Submission Instructions

Submission is open from July 27 to July 31 (first round) and from November 15 to November 20 (second round).

All participants who sent us the signed DUA (linked under Data) will receive an upload link on July 27 (first round) and on November 15 (second round). Please notice that you have to send separate DUAs for the two rounds.


Please pay attention to the following criteria:

  1. Reconstructions are expected to be submitted in the correct slice order as Nifti files. Please find some helpful code for re-ordering and saving the reconstructions as Nifti files in our GitHub repository.
  2. Please include a README in your submission indicating whether you submit as an individual or a team and stating the team name, the affiliation, the names of all participants, the name and mail address of the contact person, as well as whether additional publicly available training data was used. Furthermore, please include a summary (optionally as pdf) of the preprocessing methods (model descriptions etc.) that were used for the reconstructions. We encourage all participants to make their code publicly available, e.g. on GitHub.
  3. The reconstructions should be named 'Recon_nod_t1.nii' and 'Recon_nod_t2.nii', respectively. 
  4. The reconstructions for the different test subjects should be in different folders, named after the test subject ID, e.g. for submitting reconstructions from both tasks a folder structure like: 

              

              The folder 'Team1' (substitute with your team name) should be compressed as .tar.gz file before uploading it.


First round: Questionnaire - MICCAI special interest group on biomedial image analysis challenges

Together with your submission, we kindly ask you to submit a questionnaire that is prepared by a new initiative with respect to biomedical challenges. The link to the survey will be sent in a separate email. This initiative involves many research institutions and is led by the MICCAI special interest group on biomedical image analysis challenges (contact person: Lena Maier-Hein, German Cancer Research Center (DKFZ)). We were asked for our support, and we have decided to provide it.

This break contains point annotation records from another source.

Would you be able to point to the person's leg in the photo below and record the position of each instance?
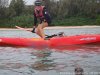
(40, 29)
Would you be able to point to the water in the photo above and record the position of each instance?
(60, 61)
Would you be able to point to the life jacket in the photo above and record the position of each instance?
(39, 11)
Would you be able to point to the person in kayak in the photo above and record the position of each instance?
(40, 14)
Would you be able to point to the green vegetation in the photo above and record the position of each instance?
(63, 12)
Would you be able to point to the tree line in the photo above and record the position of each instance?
(59, 9)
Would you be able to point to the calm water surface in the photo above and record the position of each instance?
(64, 60)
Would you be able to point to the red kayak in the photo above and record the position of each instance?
(53, 42)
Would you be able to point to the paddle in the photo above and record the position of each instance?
(21, 28)
(60, 34)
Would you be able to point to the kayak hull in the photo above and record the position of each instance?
(53, 42)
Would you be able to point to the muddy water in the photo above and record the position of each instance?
(66, 60)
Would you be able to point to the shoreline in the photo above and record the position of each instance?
(57, 27)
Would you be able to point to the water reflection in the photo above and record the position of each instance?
(43, 63)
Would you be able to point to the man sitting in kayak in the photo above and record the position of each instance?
(40, 14)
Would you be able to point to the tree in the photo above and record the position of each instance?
(16, 7)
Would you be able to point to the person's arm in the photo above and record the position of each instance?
(35, 23)
(35, 20)
(47, 16)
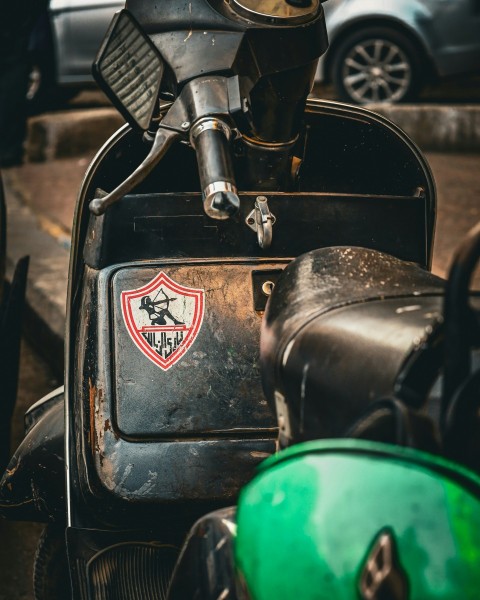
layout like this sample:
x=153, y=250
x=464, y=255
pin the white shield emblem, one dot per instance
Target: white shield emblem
x=163, y=318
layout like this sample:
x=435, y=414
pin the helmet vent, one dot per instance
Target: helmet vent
x=382, y=577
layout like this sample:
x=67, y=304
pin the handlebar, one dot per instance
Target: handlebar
x=210, y=137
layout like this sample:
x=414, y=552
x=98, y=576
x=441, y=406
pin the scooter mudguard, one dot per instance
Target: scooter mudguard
x=355, y=519
x=32, y=488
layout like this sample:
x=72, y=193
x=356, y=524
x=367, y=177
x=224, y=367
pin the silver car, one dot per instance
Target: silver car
x=380, y=50
x=386, y=50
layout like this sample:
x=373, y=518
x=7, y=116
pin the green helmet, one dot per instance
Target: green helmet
x=348, y=519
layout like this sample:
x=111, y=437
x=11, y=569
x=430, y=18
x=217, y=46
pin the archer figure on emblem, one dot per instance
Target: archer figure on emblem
x=157, y=315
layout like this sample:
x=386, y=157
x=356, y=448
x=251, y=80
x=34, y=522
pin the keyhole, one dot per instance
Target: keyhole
x=267, y=288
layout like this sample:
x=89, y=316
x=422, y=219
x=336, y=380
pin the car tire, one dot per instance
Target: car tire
x=377, y=64
x=51, y=579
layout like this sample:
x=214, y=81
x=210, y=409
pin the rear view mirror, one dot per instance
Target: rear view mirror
x=129, y=69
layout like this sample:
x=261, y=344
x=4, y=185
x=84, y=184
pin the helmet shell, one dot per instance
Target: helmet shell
x=309, y=520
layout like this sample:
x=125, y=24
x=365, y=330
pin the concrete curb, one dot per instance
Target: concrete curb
x=437, y=127
x=44, y=319
x=441, y=128
x=72, y=133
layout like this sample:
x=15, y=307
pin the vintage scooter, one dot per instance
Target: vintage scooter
x=171, y=268
x=383, y=359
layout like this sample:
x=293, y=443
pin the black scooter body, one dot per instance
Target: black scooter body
x=152, y=443
x=371, y=203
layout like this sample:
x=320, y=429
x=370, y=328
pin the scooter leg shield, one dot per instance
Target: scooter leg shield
x=32, y=487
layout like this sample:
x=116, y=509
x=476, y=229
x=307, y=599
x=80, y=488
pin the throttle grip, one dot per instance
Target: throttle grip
x=210, y=138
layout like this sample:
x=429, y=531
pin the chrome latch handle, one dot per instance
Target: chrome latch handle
x=261, y=220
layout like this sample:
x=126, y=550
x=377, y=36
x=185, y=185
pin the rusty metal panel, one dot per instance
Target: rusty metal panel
x=214, y=387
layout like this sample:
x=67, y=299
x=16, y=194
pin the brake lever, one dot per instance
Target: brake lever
x=164, y=138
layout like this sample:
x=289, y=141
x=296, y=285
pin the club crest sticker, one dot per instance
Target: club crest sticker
x=163, y=318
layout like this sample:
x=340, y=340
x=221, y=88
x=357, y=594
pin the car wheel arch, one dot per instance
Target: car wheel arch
x=353, y=27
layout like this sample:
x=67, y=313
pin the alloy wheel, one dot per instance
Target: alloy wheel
x=376, y=70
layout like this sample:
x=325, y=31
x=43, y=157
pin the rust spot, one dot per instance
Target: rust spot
x=11, y=472
x=256, y=454
x=92, y=395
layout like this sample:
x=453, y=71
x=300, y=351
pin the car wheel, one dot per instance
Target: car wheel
x=51, y=579
x=376, y=65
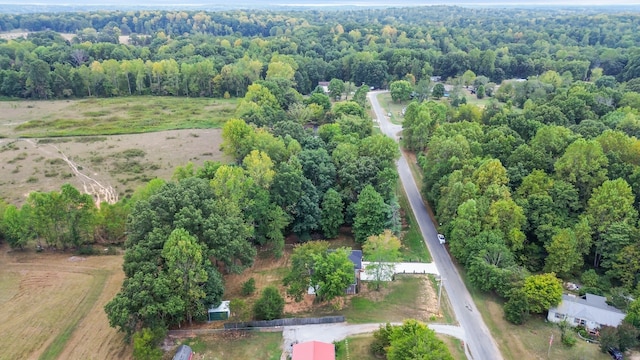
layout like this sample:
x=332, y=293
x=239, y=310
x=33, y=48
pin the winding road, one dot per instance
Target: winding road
x=481, y=344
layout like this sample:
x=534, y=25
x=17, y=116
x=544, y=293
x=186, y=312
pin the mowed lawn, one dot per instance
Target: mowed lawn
x=112, y=116
x=531, y=340
x=236, y=345
x=51, y=306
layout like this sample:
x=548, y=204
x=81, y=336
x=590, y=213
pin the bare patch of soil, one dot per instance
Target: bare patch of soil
x=123, y=162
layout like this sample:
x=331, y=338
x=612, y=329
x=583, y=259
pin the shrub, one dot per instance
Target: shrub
x=568, y=340
x=270, y=305
x=381, y=340
x=589, y=278
x=248, y=287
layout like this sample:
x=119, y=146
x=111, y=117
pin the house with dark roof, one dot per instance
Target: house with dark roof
x=313, y=350
x=184, y=353
x=592, y=312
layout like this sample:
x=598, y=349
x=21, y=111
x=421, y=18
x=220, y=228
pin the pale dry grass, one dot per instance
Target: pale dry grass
x=43, y=295
x=27, y=159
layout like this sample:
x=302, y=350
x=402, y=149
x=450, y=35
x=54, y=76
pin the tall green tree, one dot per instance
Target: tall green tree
x=336, y=88
x=332, y=213
x=564, y=256
x=542, y=291
x=612, y=213
x=382, y=251
x=332, y=273
x=415, y=341
x=185, y=267
x=371, y=214
x=584, y=165
x=270, y=305
x=400, y=90
x=302, y=260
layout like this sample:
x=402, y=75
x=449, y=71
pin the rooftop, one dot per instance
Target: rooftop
x=592, y=307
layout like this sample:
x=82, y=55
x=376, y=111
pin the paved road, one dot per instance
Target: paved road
x=479, y=339
x=335, y=332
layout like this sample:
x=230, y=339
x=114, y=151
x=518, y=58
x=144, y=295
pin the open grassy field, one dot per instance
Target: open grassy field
x=414, y=248
x=355, y=347
x=123, y=162
x=111, y=116
x=236, y=345
x=51, y=306
x=531, y=340
x=119, y=142
x=390, y=106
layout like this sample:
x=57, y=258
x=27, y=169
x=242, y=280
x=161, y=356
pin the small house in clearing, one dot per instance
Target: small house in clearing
x=222, y=312
x=355, y=256
x=313, y=350
x=592, y=312
x=184, y=353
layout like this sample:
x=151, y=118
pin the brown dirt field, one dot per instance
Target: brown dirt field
x=41, y=294
x=29, y=165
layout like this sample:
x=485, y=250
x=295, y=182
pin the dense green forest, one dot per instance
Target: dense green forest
x=539, y=183
x=210, y=54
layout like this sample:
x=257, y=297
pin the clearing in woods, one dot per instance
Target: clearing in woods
x=123, y=162
x=51, y=306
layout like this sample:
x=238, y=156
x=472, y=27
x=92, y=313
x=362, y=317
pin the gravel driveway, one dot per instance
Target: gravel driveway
x=335, y=332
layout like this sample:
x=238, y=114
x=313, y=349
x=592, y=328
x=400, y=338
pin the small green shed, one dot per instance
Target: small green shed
x=222, y=312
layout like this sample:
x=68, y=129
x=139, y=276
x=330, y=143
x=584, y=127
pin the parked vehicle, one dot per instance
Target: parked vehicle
x=184, y=353
x=616, y=354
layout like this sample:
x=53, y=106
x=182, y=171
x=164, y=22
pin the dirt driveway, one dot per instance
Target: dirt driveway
x=335, y=332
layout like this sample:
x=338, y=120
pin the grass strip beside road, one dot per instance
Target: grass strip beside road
x=238, y=345
x=413, y=249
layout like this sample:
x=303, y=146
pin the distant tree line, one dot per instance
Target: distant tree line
x=218, y=53
x=541, y=187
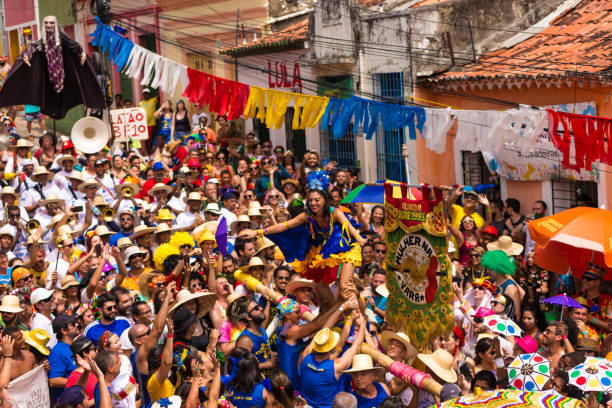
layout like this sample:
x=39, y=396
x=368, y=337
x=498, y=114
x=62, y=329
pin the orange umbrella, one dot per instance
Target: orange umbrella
x=572, y=239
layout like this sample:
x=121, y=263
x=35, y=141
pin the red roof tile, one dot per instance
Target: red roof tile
x=292, y=34
x=577, y=43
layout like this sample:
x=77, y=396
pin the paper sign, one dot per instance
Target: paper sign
x=130, y=123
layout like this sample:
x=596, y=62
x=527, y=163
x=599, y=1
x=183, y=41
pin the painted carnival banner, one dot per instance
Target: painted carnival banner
x=418, y=267
x=31, y=390
x=543, y=162
x=130, y=123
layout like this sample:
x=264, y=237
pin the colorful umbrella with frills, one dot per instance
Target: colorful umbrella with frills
x=503, y=325
x=529, y=372
x=595, y=374
x=511, y=399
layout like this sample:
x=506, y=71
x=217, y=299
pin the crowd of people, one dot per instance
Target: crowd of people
x=117, y=273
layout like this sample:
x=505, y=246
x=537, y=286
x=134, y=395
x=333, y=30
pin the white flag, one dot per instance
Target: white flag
x=31, y=390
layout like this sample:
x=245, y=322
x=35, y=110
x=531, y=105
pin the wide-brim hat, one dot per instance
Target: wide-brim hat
x=160, y=187
x=22, y=143
x=51, y=199
x=68, y=281
x=241, y=219
x=8, y=190
x=37, y=338
x=141, y=230
x=10, y=304
x=40, y=171
x=325, y=340
x=264, y=243
x=119, y=188
x=441, y=363
x=387, y=336
x=504, y=243
x=299, y=283
x=193, y=196
x=255, y=262
x=205, y=300
x=89, y=183
x=65, y=157
x=363, y=362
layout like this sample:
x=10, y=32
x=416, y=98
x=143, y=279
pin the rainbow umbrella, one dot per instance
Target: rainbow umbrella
x=374, y=193
x=595, y=374
x=503, y=325
x=529, y=372
x=512, y=399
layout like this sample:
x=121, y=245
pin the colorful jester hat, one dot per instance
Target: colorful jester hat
x=317, y=180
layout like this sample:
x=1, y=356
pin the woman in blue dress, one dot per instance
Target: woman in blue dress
x=319, y=241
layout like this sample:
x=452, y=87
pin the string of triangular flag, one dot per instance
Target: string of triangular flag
x=586, y=139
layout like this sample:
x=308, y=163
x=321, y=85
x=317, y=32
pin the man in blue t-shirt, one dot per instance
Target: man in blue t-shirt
x=108, y=320
x=61, y=363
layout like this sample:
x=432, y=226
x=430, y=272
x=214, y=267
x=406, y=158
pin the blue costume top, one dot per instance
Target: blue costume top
x=288, y=356
x=261, y=345
x=310, y=249
x=318, y=384
x=248, y=399
x=363, y=402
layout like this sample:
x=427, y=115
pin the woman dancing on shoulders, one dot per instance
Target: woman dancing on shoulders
x=318, y=241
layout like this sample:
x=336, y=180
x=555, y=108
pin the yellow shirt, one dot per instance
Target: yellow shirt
x=149, y=106
x=157, y=390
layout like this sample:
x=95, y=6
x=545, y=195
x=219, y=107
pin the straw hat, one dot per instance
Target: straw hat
x=51, y=199
x=254, y=262
x=119, y=188
x=164, y=214
x=124, y=242
x=99, y=201
x=193, y=196
x=8, y=190
x=299, y=283
x=254, y=212
x=403, y=338
x=141, y=230
x=363, y=362
x=325, y=340
x=37, y=338
x=68, y=157
x=10, y=304
x=68, y=281
x=160, y=187
x=263, y=243
x=89, y=183
x=102, y=230
x=504, y=243
x=241, y=218
x=40, y=171
x=441, y=363
x=23, y=143
x=206, y=301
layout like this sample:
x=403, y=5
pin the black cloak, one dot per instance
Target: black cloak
x=31, y=85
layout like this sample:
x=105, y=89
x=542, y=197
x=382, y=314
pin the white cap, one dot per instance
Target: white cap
x=40, y=294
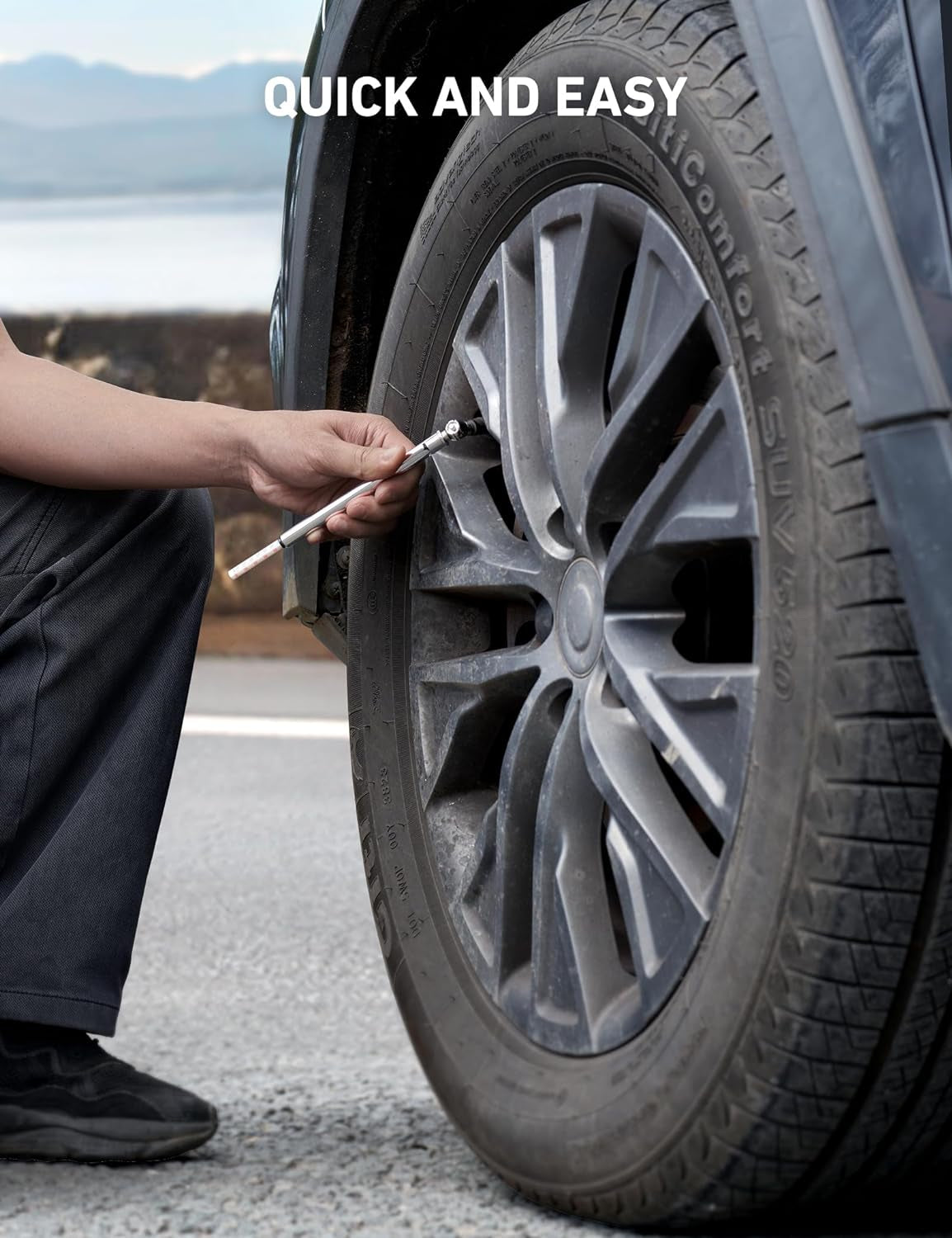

What is the initiative about? In the past few years, the initiative has been working on bringing biomedical image analysis to the next level of quality [1, 2, 3, 4, 5]. While the focus was on the meta research question “Is the winner really the best?”, the goal now is to go one step further and analyze challenge participation characteristics (e.g. expertise of team, algorithm design, computational infrastructure used). To this end, we are planning to perform a meta-analysis of the challenges conducted in 2021 (ISBI and MICCAI).

As in the previous Nature Communications paper [1], the results will be presented in an anonymized and aggregated fashion, such that findings are generally not linked to specific challenges.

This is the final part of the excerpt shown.